La mayoría de ellos sabía tejer las mochilas, pero nunca se habían interesado por preguntar sobre el significado que tiene el tejido para su etnia, ni en indagar con sus padres o abuelos por qué tejían, ni qué simbolizaban las imágenes que se plasmaban en la mochila. Para ellos, el tejido era una práctica que tenía repercusiones económicas: tejían viendo televisión, hablando con sus amigos o simplemente tomando el fresco de la tarde y con eso ayudaban a la economía del hogar, ya que vendían las mochilas a los compradores (acaparadores, como se les llamaba) que llegaban a Atánquez y que las vendían en Valledupar. Eso era todo. Entonces, pensé en cómo las tradiciones son también procesos dinámicos que están determinados por las formas de vida, los circuitos económicos y las prácticas cotidianas; en ese afán por querer preservar y resguardar las memorias y saberes, tan de moda últimamente, no estaba demás escuchar con mucha atención a los jóvenes y sus posiciones al respecto e imaginar las idealizaciones que sobre las mochilas y sus significados harán los compradores en Valledupar, venidos seguramente de las grandes capitales, antes de llevárselas a su casa.

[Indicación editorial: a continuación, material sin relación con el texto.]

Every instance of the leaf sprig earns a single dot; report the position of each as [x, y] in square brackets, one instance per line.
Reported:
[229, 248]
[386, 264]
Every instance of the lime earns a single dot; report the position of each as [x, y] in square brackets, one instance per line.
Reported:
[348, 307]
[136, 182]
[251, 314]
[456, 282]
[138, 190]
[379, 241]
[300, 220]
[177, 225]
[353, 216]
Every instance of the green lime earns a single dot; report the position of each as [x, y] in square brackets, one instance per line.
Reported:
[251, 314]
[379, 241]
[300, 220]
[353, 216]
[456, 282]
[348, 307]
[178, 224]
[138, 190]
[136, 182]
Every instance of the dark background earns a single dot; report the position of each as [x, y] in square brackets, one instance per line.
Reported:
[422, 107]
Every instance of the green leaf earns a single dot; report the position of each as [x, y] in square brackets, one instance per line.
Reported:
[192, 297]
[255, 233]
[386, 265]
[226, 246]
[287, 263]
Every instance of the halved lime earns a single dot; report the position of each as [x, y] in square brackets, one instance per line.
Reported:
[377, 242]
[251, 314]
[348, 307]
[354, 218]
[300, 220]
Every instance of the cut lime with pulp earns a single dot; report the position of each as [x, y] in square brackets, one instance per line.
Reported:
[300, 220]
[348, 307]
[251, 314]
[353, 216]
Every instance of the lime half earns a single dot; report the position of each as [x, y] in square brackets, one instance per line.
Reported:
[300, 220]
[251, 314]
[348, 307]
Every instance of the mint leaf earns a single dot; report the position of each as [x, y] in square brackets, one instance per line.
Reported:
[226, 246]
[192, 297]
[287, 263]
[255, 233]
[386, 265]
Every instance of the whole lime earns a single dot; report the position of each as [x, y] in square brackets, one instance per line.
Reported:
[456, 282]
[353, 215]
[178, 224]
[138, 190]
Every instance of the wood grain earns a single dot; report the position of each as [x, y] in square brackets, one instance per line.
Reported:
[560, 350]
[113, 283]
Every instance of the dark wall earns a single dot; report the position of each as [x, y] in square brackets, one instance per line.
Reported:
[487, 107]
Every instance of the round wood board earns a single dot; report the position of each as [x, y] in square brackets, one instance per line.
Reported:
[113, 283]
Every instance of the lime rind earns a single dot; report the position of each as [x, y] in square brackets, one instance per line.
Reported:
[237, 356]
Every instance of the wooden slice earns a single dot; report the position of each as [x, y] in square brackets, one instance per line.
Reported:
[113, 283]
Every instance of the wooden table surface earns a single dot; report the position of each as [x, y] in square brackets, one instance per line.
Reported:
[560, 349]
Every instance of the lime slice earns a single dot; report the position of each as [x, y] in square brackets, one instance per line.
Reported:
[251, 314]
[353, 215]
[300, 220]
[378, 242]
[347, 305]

Marisel me contó que cuando empezó a indagar sobre el origen, los significados y las prácticas que alrededor del tejido se habían creado, los jóvenes manifestaron poco a poco interés en aquello. Souldes ratificaba lo anterior y coincidía en el hecho de que se habían propiciado valoraciones importantes alrededor de esta práctica que, por las circunstancias, se había transformado en quehacer laboral y económico. Todo eso sucedía no solo por el proyecto de la pasante, sino gracias a un proceso de reconocimiento y revaloración de lo que era la etnia Kankuama, el cual lideraban profesores y mayores de la comunidad y al que Souldes había inscrito las lógicas y dinámicas de la biblioteca pública que se había empeñado en fortalecer para apoyar este fin.

Los kankuamos habían vivido una historia particular, me contaba Souldes tiempo después. De las cuatro etnias que habitan la Sierra Nevada de Santa Marta habían sido ellos los que mayor contacto habían tenido con los colonos y con las lógicas de los blancos, por estar más cerca de Valledupar; por eso mismo, habían sufrido fuertemente el embate del conflicto interno armado y de grupos paramilitares que querían despojarlos de su tierra. Perdieron su vestimenta, su lengua –solo algunos pobladores mayores recordaban algunas palabras–, sus prácticas ancestrales y, a su vez, el reconocimiento que las otras etnias indígenas tenían sobre ellos.

Mire –decía Souldes–, nosotros durante mucho tiempo no supimos quiénes éramos, para la gente de Valledupar éramos los paisanos, los indígenas, pero para las otras etnias de la Sierra que están más adentro de la montaña éramos los occidentales, ya blancos si se quiere, así que sabernos kankuamos y recuperar por lo menos nuestra historia para reconocernos como indígenas y valorar nuestro pasado es la principal tarea que tenemos ahora. (Maestre, 2014)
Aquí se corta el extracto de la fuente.